There are wonderfully poignant scenes scattered throughout the film that truly capture the girls’ coming-of-age summer. A solar eclipse, a psychedelic trip and a late-night swim all feel like moments of clarity, moments of becoming, each captured with exquisite precision. Sadder, heavier scenes are depicted with nuance, conveying the fragility and disorientation that trauma can create. The formal style, unembellished yet intentional, pictures the two girls against the backdrop of Mexico City’s urban brutality, and every single shot is a perfect image. Small details like hand-drawn celebrity sketches and accumulated postcards line the walls of Paula and Maestra’s rooms, creating a depth to their characters that resonates.
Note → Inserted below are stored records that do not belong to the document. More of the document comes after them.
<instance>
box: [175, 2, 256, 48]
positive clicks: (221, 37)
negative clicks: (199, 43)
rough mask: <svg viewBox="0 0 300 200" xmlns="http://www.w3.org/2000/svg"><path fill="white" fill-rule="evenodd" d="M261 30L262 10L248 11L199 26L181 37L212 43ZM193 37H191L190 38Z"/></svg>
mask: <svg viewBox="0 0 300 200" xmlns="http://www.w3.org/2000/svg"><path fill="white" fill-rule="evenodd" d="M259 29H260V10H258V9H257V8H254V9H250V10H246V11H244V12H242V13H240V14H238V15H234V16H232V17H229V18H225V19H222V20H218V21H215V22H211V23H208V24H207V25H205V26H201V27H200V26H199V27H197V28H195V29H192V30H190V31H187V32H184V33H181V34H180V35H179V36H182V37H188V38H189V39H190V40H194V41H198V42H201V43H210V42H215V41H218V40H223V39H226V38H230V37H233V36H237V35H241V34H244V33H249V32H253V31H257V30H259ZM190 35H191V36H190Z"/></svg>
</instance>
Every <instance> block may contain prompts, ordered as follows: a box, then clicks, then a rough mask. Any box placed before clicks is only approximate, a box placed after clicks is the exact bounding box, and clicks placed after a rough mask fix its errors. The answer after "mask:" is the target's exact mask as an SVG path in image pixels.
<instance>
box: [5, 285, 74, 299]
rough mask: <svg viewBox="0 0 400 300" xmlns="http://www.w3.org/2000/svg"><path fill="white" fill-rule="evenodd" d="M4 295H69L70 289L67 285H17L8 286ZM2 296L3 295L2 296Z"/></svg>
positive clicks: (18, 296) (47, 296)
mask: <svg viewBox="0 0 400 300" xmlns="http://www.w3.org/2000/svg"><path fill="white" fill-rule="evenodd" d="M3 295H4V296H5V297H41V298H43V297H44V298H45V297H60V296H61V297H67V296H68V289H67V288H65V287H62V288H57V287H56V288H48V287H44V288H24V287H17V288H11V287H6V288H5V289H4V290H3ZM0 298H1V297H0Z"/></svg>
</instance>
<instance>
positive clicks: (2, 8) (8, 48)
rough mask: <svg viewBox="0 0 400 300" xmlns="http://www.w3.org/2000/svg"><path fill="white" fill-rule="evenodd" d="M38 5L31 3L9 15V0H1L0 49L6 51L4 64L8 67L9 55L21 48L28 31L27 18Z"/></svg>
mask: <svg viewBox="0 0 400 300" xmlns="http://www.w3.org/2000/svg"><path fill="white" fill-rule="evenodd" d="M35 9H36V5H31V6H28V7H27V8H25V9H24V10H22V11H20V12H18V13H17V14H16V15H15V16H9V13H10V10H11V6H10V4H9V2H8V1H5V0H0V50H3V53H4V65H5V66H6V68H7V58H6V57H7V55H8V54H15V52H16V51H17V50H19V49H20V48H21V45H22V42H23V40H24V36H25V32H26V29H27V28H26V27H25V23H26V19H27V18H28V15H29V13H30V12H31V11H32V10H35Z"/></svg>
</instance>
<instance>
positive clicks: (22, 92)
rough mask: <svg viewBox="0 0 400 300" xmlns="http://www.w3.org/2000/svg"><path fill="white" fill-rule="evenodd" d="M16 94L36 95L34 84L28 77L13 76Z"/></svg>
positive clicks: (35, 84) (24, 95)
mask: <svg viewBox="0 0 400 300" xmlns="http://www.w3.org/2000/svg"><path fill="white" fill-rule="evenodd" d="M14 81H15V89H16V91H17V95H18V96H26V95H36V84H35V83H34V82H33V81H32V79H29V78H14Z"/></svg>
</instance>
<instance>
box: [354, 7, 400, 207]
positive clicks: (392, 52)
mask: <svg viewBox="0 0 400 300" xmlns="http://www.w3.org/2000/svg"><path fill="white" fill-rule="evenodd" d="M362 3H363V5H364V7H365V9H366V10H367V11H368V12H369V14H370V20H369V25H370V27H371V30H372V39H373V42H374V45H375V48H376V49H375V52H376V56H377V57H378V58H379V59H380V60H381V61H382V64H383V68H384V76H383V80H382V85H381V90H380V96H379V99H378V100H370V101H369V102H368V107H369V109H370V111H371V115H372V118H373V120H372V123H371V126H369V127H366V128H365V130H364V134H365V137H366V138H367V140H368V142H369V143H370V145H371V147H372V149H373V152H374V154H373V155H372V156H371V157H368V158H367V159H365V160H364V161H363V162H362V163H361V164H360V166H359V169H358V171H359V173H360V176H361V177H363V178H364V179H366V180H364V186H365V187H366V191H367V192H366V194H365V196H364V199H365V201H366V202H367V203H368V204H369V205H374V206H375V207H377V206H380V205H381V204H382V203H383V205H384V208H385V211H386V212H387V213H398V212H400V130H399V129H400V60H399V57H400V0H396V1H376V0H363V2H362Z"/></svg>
The rich use of colour reinforces the film’s themes, touching on the city’s buzzing vitality, too.
Tovar’s film also navigates the experiences specific to this young generation, referencing and incorporating ChatGPT and TikTok without resorting to overuse or novelty. It feels like a portrayal of youth, both specific and universal, connecting the realities of girlhood across countries and generations. It reconnects the viewer with elements of friendship and identity that are often overlooked, yet studied here in the detail that only a good coming-of-age film can provide.
Sad Girlz feels like a classic in the making, memorable and beautiful. Performances by Rocío Guzmán (Maestra) and Darana Álvarez (Paula) feel natural, sensitive, and raw, with the supporting cast equally enigmatic and strong. Its story and delivery are balanced, examining a heavy topic with a warmth and bittersweet relief that feels true. The result is a film that is remarkably profound and gorgeous, rich with girlhood that prevails.